The most substantial limitation of this study is incomplete follow-up and resultant response bias which was primarily due to inability to contact 54% of eligible patients, with refusal to participate (11%), and failure to complete a questionnaire after agreeing to do so (11%) as secondary contributors. The modest rate of patient enrollment (164/1109, 15%) is likely related to the 10-year range of eligibility for inclusion, which increases the likelihood that patients’ contact information will be out of date. Compared to the entire eligible population, study participants were more likely to be female, white, older, less socioeconomically deprived, recently amputated, and involved in a WC case. This is generally in line with the findings of previous studies which indicate that younger age, male sex, and low income are predictive of survey non-response.[33, 34] The fact that 89% of respondents were white indicates that that conclusions should not be confidently generalized beyond this group. Furthermore, this single center study has not examined how amputation may affect the stigma experience in different cultures and/or regions. Given the reported negative associations with digital amputation in Eastern cultures,[7-9, 26] it would be illuminating to gather similar data in Asian and Asian-American populations.

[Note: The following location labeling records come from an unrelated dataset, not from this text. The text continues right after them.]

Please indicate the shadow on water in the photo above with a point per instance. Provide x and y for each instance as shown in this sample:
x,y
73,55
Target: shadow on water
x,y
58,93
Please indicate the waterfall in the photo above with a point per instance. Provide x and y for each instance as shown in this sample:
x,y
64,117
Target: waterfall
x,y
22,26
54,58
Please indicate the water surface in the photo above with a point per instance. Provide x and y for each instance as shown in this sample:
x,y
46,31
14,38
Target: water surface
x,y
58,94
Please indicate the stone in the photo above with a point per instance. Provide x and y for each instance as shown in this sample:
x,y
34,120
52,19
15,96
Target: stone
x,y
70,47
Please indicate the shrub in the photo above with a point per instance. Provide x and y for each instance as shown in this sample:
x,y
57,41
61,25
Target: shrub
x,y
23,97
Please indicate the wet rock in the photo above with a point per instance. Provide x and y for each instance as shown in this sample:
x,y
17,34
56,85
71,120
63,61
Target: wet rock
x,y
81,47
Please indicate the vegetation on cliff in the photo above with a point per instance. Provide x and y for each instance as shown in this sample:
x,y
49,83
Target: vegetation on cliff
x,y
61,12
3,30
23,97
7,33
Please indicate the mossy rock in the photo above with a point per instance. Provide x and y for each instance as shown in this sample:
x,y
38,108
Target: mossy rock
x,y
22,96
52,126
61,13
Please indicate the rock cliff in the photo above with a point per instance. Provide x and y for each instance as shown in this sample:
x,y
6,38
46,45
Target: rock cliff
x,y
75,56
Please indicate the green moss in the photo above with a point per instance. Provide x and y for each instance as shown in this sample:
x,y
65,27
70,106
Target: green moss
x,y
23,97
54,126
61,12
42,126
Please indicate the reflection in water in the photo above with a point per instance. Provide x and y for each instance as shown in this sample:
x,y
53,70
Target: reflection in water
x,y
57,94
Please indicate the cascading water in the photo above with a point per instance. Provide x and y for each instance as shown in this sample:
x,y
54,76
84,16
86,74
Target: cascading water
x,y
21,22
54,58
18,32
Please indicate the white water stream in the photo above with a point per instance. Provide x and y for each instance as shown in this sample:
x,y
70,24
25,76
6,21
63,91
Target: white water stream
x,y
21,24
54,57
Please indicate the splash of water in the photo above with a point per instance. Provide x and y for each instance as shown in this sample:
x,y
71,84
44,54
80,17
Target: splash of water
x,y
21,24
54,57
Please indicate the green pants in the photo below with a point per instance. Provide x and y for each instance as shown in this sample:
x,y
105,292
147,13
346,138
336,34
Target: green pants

Because this study lacks a non-amputated control group, we are somewhat limited in our ability to assess how the stigma experience of amputees differs from that of non-amputees. Fortunately, this limitation is mitigated by the design of the Neuro-QOL stigma scale which is centered around a reference population mean of 50. Detection of depression preceding amputation by way of chart review is a method that has been used in similar studies[35], but it is possible that cases could have been missed. Additionally, because the overwhelming majority of patients in this study (90%) had amputated only 1 or 2 fingers, it is possible that we failed to detect a real impact of more severe injury patterns affecting greater than two fingers. Finally, it should be noted that the Neuro-QOL stigma scale was designed for neurological conditions and has not been specifically validated to measure stigma associated with physical differences. Despite this, the questionnaire contains no condition-specific language, and elements of this questionnaire have been used in prior studies focused on digital amputation.[7-9]
In evaluating a patient’s risk for a severe stigma experience after digital amputation, our data suggest that who the patient is may be more important than exactly what happened to their hand. While we have previously targeted patients with more severe injuries for discussion of coping with physical stigma, our findings suggest that attention should perhaps instead be focused on digital amputees who are young, depressed, and/or involved in a WC case. Though the effectiveness of anticipatory psychological support cannot be presumed, a surgeon may be of service to the at-risk patient by offering and encouraging referral to a mental health provider who can offer both depression treatment and/or support the patient’s process of coping and adjustment. Future studies should seek to clarify the stigma experience of digital amputees in different cultures, investigate what specific measures can be used to mitigate negative outcomes in at-risk patients, and investigate how digital replantation affects the stigma experience.